While profiling I noticed that Streamline differentiates between 128-bit memory access and <128-bit memory access. For example loading a highp 4-vec vs. loading a mediump 4-vec. Is there any difference in latency between a short and a full-memory access (assuming they both hit the L1 cache) ?
Another thing that I observed while using the offline compiler is the treatment of uniform variables (especially arrays) in shader code. It seems that there is a portion of the register file that can/will be used for uniform variables and thus will not incur any L/S operation on using them for computation. When a certain amount of uniform data is exceeded it will be fetched from memory. According to the documentation, the Mali shader cores do have some "constant memory" but I could not find out about the latency (as compared to L1 cache for example) nor could I find information about the size of constant memory or what the tripping point between storing uniform data in registers vs. storing them in constant memory is.

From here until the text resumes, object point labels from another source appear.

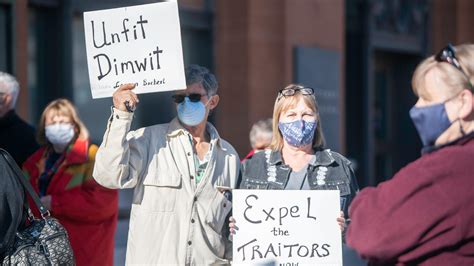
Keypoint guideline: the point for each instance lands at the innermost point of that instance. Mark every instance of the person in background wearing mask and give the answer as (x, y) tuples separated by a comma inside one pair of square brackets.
[(61, 173), (178, 170), (260, 137), (297, 158), (16, 136), (424, 215)]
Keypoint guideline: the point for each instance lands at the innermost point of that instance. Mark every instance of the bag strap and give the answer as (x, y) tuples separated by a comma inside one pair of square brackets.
[(44, 212)]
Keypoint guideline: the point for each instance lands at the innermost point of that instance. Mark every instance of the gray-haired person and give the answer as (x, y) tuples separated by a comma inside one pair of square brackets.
[(179, 171), (16, 136), (260, 136)]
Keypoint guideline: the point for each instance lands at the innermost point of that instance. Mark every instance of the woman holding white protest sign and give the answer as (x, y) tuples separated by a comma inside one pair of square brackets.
[(296, 159)]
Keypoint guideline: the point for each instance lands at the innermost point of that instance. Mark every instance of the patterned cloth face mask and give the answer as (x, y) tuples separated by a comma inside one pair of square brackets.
[(298, 133)]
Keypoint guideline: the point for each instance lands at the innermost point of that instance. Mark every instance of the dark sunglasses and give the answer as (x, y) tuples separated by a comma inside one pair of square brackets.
[(291, 92), (448, 55), (193, 97)]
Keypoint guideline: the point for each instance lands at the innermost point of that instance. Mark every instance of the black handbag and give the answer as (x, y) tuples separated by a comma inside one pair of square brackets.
[(43, 241)]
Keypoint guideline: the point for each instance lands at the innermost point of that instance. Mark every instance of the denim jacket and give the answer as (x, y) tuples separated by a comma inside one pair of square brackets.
[(330, 171)]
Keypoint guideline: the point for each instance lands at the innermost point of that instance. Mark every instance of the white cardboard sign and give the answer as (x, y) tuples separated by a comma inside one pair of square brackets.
[(135, 44), (289, 227)]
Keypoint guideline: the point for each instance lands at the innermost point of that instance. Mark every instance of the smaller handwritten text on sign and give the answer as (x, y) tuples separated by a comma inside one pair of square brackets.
[(136, 44), (296, 227)]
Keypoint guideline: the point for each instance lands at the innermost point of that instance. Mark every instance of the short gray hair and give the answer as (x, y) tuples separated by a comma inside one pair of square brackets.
[(200, 74), (261, 129), (9, 85)]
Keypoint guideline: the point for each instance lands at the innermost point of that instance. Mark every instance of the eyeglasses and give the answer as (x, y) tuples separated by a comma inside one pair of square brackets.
[(193, 97), (448, 55), (291, 92)]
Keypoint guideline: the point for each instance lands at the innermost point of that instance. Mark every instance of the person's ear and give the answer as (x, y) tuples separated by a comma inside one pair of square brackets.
[(7, 100), (213, 101), (467, 101)]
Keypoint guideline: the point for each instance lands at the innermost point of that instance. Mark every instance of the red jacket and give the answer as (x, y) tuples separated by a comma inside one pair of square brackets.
[(87, 210), (424, 215)]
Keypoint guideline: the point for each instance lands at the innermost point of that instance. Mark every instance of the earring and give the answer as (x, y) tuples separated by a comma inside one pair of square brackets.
[(461, 129)]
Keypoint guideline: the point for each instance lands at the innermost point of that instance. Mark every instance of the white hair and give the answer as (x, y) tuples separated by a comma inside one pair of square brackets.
[(9, 85)]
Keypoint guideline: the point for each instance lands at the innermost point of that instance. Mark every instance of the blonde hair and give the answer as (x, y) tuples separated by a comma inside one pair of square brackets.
[(454, 78), (66, 108), (283, 104)]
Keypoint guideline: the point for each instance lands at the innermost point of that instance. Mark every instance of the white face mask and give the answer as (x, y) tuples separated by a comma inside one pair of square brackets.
[(59, 134), (191, 113)]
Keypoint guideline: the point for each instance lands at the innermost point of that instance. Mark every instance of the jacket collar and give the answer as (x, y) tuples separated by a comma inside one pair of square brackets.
[(175, 129), (323, 158), (460, 141)]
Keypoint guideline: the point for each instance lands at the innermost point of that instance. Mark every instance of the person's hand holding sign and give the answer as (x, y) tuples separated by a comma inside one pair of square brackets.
[(125, 99)]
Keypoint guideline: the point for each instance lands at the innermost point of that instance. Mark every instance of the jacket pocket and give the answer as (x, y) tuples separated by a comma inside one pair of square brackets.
[(218, 210), (160, 192)]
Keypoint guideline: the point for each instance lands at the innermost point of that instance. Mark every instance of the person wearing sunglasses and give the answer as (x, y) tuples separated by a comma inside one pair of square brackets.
[(181, 173), (424, 214), (297, 158)]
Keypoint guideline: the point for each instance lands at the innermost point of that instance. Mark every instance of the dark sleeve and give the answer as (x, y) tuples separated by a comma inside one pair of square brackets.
[(402, 219), (353, 186)]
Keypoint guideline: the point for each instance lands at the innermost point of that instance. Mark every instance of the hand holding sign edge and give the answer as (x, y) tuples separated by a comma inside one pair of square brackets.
[(125, 94)]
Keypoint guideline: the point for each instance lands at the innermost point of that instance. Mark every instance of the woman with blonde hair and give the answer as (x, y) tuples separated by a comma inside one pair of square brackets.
[(61, 173), (424, 214), (297, 159)]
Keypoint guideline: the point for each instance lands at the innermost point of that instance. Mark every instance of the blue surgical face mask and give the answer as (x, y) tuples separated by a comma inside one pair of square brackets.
[(191, 113), (430, 122), (298, 133), (59, 134)]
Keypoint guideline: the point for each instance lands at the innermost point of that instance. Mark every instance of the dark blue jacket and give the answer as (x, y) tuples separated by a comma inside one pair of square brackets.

Are there any specifications on that topic ?
All LSC access take a single cycle (assuming a cache hit); the short accesses simply indicate cases where the shader program is not using the full available data path width. These counters are mostly provided to help applications optimize the memory accesses in compute shaders, as it helps identify where memory access is not vectorized sufficiently. For example, changing the memory access vectorization in a compute kernel to make 4 full 128-bit accesses per thread rather than 8 half-width 64-bit accesses.
> According to the documentation, the Mali shader cores do have some "constant memory"
As noted by the offline compiler performance reports most* uniform accesses can be mapped to a constant register file; there isn't any separate constant memory other than that register file. The uniform register space available is relatively small; our best practices document here ** recommends keeping total size of uniforms and Vulkan push constants in a draw call around 128 bytes .
* Most = must be directly accessed, or accessed via a constant or uniform integer array subscript.
** https://static.docs.arm.com/100019/0100/arm_mali_application_developer_best_practices_developer_guide_100019_0100_00_en2.pdf
Regards, Pete